Und doch werden die Kader in Peking getragen von den immensen Wohlstandszuwächsen im Land, prinzipiell unterstützt von einer wachstumshungrigen, nationalstolzen (han-chinesischen) Bevölkerung – und weltweit bewundert, mindestens respektiert, in vielen Schwellenländern Asiens, Afrikas, Südamerikas. Das heißt nicht, dass das Land mit seiner vulgärutilitaristischen Kollektivmoral schnell auf der Kippe steht, wenn es, wie im Moment in Shanghai, seinen Kontrollwahn auf die menschenverachtende Spitze treibt. Aber im Kern geht es darum, dass Xis China seiner Bevölkerung signalisiert, die Zukunft gewinnen zu wollen – während die Bürger in Putins Russland spüren, dass der Kreml es nicht mal mehr schafft, die Vergangenheit erfolgreich zu bewirtschaften.

Man konnte es übrigens schon vor 20 Jahren ahnen, am Grenzübergang Pogranitschny-Suifenhe, auf dem Weg von Wladiwostok ins nordchinesische Harbin: ein Nachtzug, vier Stunden Aufenthalt, Spurwechsel – und was für ein Kontrast zwischen der letzten Kartoffel im funzelgrau ausgeleuchteten Dunkel des unbelebten russischen Bahnhofs und der marktschreierischen Lebenslust zwei Kilometer weiter östlich: lachende, geschäftshungrige Mitternachtsmenschen, eine Kette von bunt blinkenden Garagengeschäften mit technischem Schnickschnack, gefälschten Markenklamotten und Garküchen im Dutzend, mit allem, was der Magen begehrt.

Wir wussten damals genau, dass wir uns aus Sicht der Demokratieforschung verschlechterten, uns von einer „elektoralen Autokratie“ in eine „geschlossene Autokratie“ bewegten. Aber wir spürten nach vier Wochen vor allem Erleichterung. Wir hatten tolle Menschen getroffen, die fantastische Kultur Russlands ein klein wenig näher kennengelernt und verließen ein wundervolles Land, das sich alles in allem wie ein eingefrorenes 1980 angefühlt hatte.

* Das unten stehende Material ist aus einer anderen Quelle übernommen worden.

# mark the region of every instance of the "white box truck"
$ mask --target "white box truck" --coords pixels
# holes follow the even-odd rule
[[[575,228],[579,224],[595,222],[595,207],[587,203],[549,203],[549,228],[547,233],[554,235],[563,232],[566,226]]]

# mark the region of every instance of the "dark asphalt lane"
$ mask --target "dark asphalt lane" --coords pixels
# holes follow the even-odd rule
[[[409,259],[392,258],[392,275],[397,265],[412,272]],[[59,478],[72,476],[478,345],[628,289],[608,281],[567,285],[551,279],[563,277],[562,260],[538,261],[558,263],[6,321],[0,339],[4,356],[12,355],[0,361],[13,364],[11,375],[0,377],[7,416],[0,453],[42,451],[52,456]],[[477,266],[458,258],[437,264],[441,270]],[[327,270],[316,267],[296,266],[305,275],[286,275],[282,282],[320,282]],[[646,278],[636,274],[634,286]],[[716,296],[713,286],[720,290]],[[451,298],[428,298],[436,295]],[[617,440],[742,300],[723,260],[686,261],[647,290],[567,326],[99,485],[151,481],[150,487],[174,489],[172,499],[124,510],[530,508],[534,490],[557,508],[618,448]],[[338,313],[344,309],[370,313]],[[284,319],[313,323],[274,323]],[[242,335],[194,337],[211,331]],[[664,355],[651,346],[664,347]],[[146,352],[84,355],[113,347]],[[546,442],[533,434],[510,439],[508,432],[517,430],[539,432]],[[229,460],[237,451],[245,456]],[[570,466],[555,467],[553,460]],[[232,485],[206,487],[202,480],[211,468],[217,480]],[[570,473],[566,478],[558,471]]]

Und kamen endlich wieder in China an, in dem Land, das wir seit vielen Jahren schon bereisten – und uns von Minute eins wieder von seiner Zukunftslust überzeugen zu wollen schien. 

Heute scheint sicherer denn je: Wir werden in den nächsten Jahrzehnten außen- und sicherheitspolitisch vor allem mit der scheinriesenhaften Schwäche eines Russlands umgehen müssen, das die Traumata seiner Vergangenheit und die ruinöse Politik seines Staatschefs aufzuarbeiten hat. Und mit einem mächtig starken China, das sehr dezidierte Vorstellungen von der Gestaltung der Zukunft hat. Das ist der Unterschied.